Let $R_x = S^{-1}R$. Consider the module $M = R_x/R$. Determine whether $R_x$ and $M$ are Noetherian/Artinian $R$-modules.
Edit: Note that $R$ is an $R$-submodule of $R_x$ and the quotient is of $R$-modules.
Attempt.
Note that $R_x$ is an $R$-algebra (and hence, $R$-module) via the map $p(x) \mapsto \frac{p(x)}{1}$. Since $R$ is a domain, this map is injective and thus, we may regard $R$ as an $R$-submodule of $R_x$.
Now, $R$ is not an Artinian $R$-module and hence, neither is $R_x$.
On the other hand, we have the chain
$$\langle \overline{x^{-1}} \rangle \subsetneq \langle \overline{x^{-2}} \rangle \subsetneq \langle \overline{x^{-3}} \rangle \subsetneq \cdots$$
of $R$-submodules in $R_x/R$ and hence, $R_x/R$ is not a Noetherian $R$-module. In turn, this implies that $R_x$ is not Noetherian.
Thus, only the question of showing whether or not $M$ is an Artinian $R$-module remains, which I am unable to do.

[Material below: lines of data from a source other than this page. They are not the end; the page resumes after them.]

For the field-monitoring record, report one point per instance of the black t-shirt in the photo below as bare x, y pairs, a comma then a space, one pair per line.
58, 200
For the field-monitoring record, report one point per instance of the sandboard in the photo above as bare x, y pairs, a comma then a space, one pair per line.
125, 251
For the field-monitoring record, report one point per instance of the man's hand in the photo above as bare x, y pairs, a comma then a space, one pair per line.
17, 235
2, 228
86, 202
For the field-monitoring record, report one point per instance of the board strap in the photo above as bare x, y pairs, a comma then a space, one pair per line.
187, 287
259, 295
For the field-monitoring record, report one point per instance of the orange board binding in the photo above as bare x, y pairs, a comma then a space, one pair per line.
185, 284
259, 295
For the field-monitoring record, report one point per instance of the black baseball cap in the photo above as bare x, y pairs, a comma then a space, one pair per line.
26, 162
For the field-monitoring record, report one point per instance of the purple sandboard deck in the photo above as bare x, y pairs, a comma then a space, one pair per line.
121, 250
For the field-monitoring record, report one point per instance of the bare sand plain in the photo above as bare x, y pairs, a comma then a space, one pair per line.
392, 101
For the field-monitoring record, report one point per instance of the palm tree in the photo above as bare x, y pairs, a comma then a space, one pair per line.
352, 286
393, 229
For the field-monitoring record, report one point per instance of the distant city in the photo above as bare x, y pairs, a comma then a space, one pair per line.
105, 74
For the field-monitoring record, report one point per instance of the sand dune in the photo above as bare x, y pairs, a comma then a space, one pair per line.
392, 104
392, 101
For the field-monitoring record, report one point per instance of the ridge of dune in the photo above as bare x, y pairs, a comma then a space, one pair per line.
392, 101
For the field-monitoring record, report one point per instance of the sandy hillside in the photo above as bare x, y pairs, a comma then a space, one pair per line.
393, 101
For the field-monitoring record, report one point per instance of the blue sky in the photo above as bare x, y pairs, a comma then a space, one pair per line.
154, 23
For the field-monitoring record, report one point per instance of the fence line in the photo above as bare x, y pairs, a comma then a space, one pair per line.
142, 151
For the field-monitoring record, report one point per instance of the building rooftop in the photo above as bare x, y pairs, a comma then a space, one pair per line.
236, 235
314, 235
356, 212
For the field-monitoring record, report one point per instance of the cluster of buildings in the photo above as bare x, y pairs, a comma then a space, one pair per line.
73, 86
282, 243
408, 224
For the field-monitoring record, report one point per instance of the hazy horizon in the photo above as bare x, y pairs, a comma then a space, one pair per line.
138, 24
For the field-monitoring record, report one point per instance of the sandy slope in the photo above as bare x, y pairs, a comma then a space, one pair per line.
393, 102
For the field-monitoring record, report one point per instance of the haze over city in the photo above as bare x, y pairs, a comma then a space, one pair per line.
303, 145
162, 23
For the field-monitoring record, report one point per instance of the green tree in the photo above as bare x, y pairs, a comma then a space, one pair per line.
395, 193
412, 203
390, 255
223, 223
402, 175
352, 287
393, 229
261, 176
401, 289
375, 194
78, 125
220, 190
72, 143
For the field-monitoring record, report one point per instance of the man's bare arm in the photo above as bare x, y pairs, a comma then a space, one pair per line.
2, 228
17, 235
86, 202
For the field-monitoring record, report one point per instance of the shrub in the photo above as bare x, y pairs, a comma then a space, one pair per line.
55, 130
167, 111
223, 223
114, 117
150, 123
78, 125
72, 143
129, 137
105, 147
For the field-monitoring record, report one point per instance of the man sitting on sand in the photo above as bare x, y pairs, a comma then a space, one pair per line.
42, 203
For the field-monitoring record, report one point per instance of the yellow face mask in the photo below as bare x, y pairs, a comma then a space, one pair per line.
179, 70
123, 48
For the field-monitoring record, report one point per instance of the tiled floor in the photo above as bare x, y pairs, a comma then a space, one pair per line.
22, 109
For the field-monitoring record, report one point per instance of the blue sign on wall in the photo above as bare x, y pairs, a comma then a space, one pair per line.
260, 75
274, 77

By Bezout, if $\frac{p(x)}{x^k} \in R_x$ with $p(0) \neq 0$, there is a polynomial $q$ such that $x^k|pq-1$. In particular, in $R_x/R$, $q(x)\frac{p(x)}{x^k}=\frac{1}{x^k}$. It follows that the lattice of sub-$R$-modules of $R_x/R$ is isomorphic to $\mathbb{N} \cup \{\infty\}$ so it doesn’t have any strictly decreasing infinite sequence. So $R_x/R$ is Artinian over $R$.